On the same day that Sky News officially launched its regional channel, YouTube has suspended Sky News Australia from uploading videos and live streams for one week. It has also removed a number of videos from the YouTube channel, which currently has 1.85m subscribers.
A number of videos were flagged under YouTube’s medical misinformation policy which “doesn’t allow content that spreads medical misinformation that contradicts local health authorities’ or the World Health Organization’s (WHO) medical information about Covid-19.”
Speaking about the decision, a Sky News Australia spokesperson said: “We support broad discussion and debate on a wide range of topics and perspectives which is vital to any democracy.
“We take our commitment to meeting editorial and community expectations seriously.”
Sky News digital editor Jack Houghton has also written that the ban amounts to a “disturbing attack on the ability to think freely.”
A YouTube spokesperson told Guardian Australia that “We have clear and established Covid-19 medical misinformation policies based on local and global health authority guidance, to prevent the spread of Covid-19 misinformation that could cause real-world harm.
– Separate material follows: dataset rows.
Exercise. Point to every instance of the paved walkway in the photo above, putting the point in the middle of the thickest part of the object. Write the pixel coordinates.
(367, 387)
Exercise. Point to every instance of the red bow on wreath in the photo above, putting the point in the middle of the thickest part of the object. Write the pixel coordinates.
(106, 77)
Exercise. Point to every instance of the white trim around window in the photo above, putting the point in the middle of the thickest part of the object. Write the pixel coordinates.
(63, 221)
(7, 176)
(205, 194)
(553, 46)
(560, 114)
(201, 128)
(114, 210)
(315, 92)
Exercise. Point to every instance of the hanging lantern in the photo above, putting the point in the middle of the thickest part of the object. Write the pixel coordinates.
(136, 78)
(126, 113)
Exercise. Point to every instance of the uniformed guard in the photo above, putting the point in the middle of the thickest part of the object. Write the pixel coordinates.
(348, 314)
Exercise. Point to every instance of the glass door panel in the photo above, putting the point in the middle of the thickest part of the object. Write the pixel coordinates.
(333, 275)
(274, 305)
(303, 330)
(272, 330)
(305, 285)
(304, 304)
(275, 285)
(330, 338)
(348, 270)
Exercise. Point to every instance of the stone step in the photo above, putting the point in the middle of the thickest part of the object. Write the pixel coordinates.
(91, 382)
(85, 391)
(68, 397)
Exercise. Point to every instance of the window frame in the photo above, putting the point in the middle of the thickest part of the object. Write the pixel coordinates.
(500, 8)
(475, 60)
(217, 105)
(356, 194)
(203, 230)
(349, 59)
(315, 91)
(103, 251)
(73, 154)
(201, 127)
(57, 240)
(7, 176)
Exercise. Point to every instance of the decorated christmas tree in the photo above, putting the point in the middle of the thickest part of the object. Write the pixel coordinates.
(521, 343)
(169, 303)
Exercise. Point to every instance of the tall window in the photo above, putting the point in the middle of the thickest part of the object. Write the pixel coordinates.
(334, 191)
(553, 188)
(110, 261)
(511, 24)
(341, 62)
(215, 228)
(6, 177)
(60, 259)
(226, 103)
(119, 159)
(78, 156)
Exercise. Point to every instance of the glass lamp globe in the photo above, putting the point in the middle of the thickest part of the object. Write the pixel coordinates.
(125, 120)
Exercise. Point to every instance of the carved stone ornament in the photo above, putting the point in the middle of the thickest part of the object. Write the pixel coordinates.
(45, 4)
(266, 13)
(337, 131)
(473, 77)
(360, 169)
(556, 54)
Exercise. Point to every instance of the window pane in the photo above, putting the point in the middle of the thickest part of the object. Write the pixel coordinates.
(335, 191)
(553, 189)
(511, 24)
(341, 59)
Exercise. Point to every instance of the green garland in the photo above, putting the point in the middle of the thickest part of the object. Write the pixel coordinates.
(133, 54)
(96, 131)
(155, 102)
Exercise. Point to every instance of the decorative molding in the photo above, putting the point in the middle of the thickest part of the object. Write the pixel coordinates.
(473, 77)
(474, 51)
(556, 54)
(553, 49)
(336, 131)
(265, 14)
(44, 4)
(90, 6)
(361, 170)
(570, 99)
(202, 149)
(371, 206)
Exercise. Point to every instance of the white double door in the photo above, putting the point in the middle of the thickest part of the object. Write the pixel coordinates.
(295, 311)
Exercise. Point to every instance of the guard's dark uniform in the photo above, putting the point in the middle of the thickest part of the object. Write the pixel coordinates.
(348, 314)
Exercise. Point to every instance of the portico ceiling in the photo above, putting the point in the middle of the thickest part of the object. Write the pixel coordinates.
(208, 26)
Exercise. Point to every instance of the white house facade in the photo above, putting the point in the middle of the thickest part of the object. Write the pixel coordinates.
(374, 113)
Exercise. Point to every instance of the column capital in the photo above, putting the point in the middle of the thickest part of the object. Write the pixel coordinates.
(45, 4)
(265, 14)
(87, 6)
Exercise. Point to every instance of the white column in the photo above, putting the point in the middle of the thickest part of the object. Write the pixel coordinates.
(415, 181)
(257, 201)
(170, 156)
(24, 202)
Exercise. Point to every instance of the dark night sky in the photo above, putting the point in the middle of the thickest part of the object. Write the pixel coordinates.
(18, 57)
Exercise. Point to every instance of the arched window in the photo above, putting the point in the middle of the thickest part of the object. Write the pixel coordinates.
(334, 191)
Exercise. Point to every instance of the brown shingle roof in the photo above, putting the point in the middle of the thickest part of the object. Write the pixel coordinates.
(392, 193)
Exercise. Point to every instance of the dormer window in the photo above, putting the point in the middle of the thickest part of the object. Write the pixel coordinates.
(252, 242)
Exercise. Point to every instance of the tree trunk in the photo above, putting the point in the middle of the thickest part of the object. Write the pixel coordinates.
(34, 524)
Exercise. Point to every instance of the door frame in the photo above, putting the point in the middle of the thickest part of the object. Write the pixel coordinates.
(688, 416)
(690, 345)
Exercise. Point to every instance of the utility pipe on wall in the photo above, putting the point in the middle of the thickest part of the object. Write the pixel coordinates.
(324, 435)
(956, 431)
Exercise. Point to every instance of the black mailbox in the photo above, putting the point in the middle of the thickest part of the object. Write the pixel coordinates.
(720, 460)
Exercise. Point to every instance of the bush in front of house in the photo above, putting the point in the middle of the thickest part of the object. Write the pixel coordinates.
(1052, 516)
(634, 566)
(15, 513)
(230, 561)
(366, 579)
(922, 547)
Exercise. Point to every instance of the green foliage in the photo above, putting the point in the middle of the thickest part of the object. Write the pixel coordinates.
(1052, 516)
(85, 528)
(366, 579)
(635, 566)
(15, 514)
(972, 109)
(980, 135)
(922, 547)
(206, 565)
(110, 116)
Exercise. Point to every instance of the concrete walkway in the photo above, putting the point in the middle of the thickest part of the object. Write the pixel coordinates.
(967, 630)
“We apply our policies equally for everyone regardless of uploader, and in accordance with these policies and our long-standing strikes system, removed videos from and issued a strike to Sky News Australia’s channel.”
YouTube operates with a strike policy – the week-long suspension counts as one strike towards the YouTube channel. Three strikes in a 90 day period will see the channel permanently shut down.
The suspension comes only days after Sky News host Alan Jones had his regular column in Sydney’s The Daily Telegraph removed because of his controversial Covid-19 commentary.
Jones’ final column was posted last week and makes the argument that Covid-19 is no worse than the seasonal flu in healthy people.